How Monotheists Modelled God on a Harem-Keeping Alpha-Male - Excluse
https://aeon.co/essays/how-monotheists-modelled-god-on-a-harem-keeping-alpha-male
======
dalke
This isn't about "monothesism". It's about the Abrahamic religions of Judaism,
Christianity, and Islam, with a strong focus on Christianity. They are related
branches from the same root religion, and have their source in the same part
of the world, with a relatively recent basis, evolutionary speaking.

A serious analysis would ponder the transition from the Ancient Canaanite
religion through Abraham's rejection of idol worship, and the strictly
monotheistic Judaism developed during the Babylonian captivity.

A serious analysis would look at other monotheistic religions, like
Zoroastrianism and Sikhism.

A serious analysis would consider why so much of the world was polytheistic,
before the spread of the Abrahamic religions.

A serious analysis would compare us not to the silverback gorilla but to our
closest living kin, the bonobos and the chimpanzees. So close, and yet with
very different social and sexual behaviors both from us and each other.

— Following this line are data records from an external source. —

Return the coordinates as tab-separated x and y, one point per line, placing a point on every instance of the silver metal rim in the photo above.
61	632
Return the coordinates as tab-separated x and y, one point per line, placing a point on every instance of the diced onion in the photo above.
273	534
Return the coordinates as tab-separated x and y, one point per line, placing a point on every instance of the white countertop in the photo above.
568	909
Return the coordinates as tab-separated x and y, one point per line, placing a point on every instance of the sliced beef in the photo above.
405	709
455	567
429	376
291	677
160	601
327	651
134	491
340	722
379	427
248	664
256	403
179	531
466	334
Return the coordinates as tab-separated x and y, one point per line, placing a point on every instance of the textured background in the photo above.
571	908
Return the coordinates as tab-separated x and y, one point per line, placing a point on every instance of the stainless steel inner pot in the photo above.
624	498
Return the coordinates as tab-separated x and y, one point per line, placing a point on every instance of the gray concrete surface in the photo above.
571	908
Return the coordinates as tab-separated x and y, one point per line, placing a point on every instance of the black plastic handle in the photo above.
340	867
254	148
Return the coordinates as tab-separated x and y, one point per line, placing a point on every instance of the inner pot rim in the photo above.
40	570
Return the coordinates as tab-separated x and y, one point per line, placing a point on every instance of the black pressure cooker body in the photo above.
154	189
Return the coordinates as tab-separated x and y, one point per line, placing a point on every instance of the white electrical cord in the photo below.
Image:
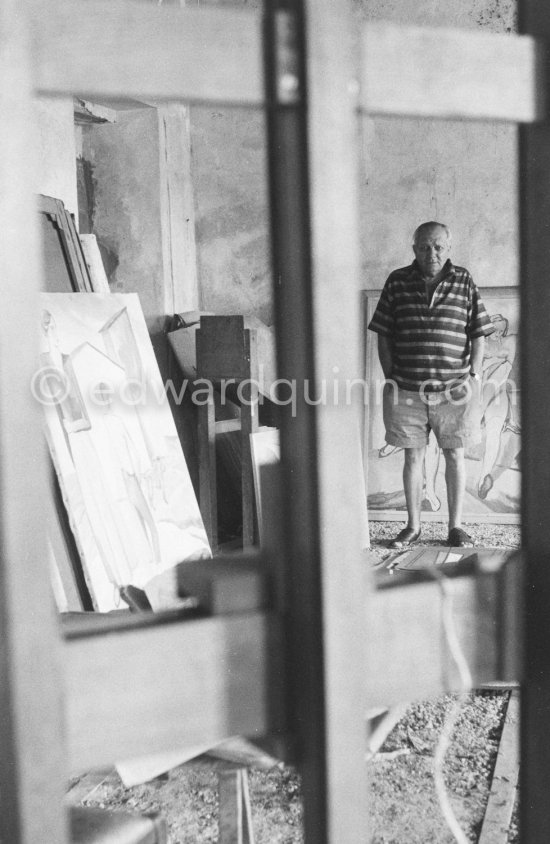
457	654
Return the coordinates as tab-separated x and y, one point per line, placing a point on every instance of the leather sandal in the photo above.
407	536
458	538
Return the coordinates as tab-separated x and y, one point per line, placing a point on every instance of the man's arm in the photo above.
385	354
476	354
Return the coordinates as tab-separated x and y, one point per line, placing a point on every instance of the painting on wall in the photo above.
125	483
492	466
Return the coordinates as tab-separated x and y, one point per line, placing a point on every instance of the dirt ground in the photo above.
403	805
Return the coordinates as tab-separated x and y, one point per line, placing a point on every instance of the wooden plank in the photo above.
249	424
81	267
181	291
450	73
333	135
127	49
228	584
31	727
208	497
235	817
500	805
176	684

I'm not even sure how to understand the part about infanticide. The quote from
Num. 31:17-18 looks like a call for ethnic cleansing, leaving only the virgin
girls. It's not, strictly speaking, infanticide. Regarding infanticide in
general, and quoting Laila Williamson from
[https://en.wikipedia.org/wiki/Infanticide](https://en.wikipedia.org/wiki/Infanticide)
"Infanticide has been practiced on every continent and by people on every
level of cultural complexity, from hunter gatherers to high civilizations,
including our own ancestors. Rather than being an exception, then, it has been
the rule." That Wikipedia page then says "Judaism prohibits infanticide",
"Christianity rejects infanticide", and "Islam Infanticide is explicitly
prohibited by the Qur'an".

This is not a serious study. This comes across as one of those just-so stories
that evolutionary psychologists seem to love to put together.